Can openSUSE 10.3 and 11.2 coexist ?

Hi,
I have such problem:
I use openSUSE 10.3 it works fine and fast.
But I want to test new 11.2 version.
Is it possible 10.3 and 11.2 coexist on one harddisk and
at boot time I just choose what OS to boot ?
I already have two operating systems running (WindowsXP and 10.3)
I want to add 11.2 also …

I have now these partitions:

/dev/sda1 39GB NTFS /windows/C
/dev/sda2 193 GB Extended
/dev/sda5 50GB NTFS /windows/D
/dev/sda6 2GB Linux-swap SWAP
/dev/sda7 39MB Linux-native /boot
/dev/sda8 60GB Linux-native /
/dev/sda9 40GB FAT32 /fat32
/dev/sda10 40GB Linux-native (I want to use this for new installation of 11.2)
I am afraid that durung the new installation I will loose possibility to boot old 10.3 version)

Could you help me please.

Hmm are you sure you know what is on that partition? My guess is that it is your home directory. If so I don’t think you want to over write it.

To see boot to Linux in a terminal type

mount

this will list the mounted directories and their partitions.

I too liked 10.3 and the only applications I have added to 11.2 are KPDF and Kaffeine because there are a couple of things Okular will still not do and because the KDE4 version of Kaffeine did not work.

Your main problem is apparently not having a separate /home partition. Think about backing up your /home partition and any mysql databases you have and installing 11.2 instead rather than as an addition.

Overall you will find that 11.2 is an improvement on 10.3; alternatively, wait a couple of months and go straight to 11.3.

I have two partitions where I can install (e.g. versions of openSUSE).
I have a Swap and a /home partition to be shared by both.

Thus e.g., while still running 10.3, I could install and test 11.2. Once I switched over to 11.2, I still can use 10.3 when need arises (not done for monthes now).

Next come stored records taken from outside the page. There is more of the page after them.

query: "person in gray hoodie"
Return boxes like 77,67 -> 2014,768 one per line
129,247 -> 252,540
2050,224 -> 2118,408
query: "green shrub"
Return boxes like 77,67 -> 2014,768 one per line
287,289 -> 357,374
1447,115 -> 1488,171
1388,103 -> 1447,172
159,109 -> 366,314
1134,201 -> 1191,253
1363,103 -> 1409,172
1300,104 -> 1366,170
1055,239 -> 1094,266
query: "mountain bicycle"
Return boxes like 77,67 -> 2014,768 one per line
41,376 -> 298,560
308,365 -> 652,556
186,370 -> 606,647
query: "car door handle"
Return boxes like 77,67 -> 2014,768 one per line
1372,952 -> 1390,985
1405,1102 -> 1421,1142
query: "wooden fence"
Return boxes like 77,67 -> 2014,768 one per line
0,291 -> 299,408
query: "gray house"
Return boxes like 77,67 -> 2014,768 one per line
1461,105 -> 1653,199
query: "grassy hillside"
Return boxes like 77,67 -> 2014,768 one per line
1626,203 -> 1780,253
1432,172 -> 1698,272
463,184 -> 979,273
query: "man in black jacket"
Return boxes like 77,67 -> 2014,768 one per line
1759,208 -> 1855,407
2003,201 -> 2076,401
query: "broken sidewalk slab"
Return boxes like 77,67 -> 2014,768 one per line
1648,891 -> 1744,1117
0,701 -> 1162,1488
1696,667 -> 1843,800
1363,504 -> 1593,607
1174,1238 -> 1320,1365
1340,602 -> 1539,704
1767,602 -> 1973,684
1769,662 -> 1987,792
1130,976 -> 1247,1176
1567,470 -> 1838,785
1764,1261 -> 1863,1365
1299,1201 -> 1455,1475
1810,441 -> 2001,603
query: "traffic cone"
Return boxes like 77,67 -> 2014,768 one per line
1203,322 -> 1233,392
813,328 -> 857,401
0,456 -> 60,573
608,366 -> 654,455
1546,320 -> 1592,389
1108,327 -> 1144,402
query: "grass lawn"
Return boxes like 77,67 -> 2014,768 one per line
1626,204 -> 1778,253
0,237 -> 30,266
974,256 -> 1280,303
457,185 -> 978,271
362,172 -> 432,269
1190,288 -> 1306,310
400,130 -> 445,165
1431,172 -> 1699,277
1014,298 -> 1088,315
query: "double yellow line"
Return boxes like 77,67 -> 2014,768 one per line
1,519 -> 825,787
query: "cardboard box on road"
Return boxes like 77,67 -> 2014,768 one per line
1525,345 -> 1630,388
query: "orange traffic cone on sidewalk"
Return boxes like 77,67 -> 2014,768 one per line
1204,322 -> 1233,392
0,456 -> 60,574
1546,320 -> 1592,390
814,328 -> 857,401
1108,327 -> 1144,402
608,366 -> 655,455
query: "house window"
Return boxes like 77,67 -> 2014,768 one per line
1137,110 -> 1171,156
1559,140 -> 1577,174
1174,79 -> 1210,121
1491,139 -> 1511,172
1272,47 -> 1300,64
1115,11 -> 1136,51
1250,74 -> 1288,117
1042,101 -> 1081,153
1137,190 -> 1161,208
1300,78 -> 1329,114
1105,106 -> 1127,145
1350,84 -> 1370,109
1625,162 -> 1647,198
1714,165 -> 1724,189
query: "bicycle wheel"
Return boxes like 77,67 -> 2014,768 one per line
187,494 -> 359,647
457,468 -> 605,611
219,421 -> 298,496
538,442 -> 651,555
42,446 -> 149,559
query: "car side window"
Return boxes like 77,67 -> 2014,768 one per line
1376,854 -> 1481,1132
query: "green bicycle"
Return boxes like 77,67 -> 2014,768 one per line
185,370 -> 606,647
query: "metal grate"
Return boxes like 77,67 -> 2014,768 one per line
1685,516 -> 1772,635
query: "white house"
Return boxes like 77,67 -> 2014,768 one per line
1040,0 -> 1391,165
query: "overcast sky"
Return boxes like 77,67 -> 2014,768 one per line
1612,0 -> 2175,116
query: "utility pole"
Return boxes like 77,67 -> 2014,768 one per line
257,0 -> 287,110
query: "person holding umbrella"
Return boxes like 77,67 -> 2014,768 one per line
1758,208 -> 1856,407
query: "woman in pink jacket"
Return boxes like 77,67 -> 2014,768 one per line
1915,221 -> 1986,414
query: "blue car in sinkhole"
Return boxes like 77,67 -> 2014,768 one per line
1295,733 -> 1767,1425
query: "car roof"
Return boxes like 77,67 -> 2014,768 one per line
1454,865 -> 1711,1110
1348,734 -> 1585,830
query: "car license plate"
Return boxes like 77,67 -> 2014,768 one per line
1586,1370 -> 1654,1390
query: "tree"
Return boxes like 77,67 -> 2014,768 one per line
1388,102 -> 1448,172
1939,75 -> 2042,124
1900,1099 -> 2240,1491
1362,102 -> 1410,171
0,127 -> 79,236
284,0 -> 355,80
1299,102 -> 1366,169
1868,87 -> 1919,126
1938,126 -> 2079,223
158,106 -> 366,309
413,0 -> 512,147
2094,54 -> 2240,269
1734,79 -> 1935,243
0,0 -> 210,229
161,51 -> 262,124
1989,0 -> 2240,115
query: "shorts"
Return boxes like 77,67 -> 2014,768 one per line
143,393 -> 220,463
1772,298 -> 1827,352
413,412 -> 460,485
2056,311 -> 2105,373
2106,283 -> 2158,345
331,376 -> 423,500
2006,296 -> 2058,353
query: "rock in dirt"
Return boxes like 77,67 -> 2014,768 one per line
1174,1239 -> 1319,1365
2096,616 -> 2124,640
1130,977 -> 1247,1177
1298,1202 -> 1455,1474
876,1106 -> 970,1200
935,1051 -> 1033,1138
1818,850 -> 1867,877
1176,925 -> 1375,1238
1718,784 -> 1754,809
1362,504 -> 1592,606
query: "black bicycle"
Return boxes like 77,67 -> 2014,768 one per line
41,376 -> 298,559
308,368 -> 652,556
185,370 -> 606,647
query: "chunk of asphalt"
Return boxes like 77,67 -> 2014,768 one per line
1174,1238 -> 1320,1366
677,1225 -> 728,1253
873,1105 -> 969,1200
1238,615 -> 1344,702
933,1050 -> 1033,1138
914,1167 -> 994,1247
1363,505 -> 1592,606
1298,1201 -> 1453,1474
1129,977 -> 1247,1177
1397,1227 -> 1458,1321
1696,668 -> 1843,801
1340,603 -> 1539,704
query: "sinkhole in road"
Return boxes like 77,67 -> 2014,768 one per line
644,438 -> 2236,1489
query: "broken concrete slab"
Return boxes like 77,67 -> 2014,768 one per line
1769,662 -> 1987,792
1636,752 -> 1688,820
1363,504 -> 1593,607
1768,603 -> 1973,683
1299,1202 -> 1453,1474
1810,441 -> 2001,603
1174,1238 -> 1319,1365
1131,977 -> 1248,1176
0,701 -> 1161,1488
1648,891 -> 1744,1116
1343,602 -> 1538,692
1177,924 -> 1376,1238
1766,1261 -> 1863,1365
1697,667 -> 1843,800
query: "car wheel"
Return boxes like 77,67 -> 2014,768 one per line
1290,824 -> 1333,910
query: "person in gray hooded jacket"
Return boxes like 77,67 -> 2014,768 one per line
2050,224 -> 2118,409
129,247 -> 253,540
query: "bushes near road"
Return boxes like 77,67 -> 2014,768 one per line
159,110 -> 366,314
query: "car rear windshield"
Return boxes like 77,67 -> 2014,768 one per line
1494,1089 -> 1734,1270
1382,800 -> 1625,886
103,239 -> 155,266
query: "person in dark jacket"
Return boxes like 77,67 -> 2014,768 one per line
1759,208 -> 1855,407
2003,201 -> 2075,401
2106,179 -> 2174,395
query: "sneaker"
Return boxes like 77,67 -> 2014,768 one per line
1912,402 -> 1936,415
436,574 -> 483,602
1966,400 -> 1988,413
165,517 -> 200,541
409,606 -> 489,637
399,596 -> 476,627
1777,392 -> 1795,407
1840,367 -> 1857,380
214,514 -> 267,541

I have the 10.3 partition mounted, thus I can stilll see what was in /etc/… on the 10.3 system from the 11.2 system if need arises.

I gave the file systemss on those two partitiions different labels to better keep them apart.

It is in the first place up to you to design how you want to partition your disk(s) to facilitate such a feature.

Have you made different users and IDs (e.g.: 100=user1_10.3, 1000=user1_11.2) or just different home-folders? Would it be possible with the same ID number to use the same files (with the equal permissions)?

Do you mean the system partitions?

Greetings
pistazienfresser

I created the same uids (that is the same numbers) and groupids on both systems. Of course I gave them the same names on both systems, why giving different names? When installing 11.2, there is the possibility that the install recognizes your /home partition as such and asks which users it shall add to the new system, but this is not allways and I forgot which choice during the install (like “automatic configuration” or not) influences this behaviour. Very convenient.
And of course, as the users and the groups have the same “numbers” (that is important) there is no persmission problem.

The only thing I found out is that when a user uses KDE 4 for the first time, some of the KDE 3 configuration is copied to KDE 4 (some not). Also the ~/Desktop directory and thus the desktop icons are shared by both and KDE 4 connects new icons (pictures) to some of the items there. When you boot 10.3 later and login with the same user, thus some desktop items now lost their icons (showing a default one) because the new icons are not on 10.3.

Yes, in fact I added labels to all my partitions (well, to the file systems on those partitions). You can do this during install (using the partitioner as expert there), later using YaST > System > Partitioning or using* tune2fs -L <label> /dev/sd…* (see man tune2fs, for ext2/ext3/ext4 file systems).
I call them SystemA, SystemB and Home. You can most probably Guess what I mean by that.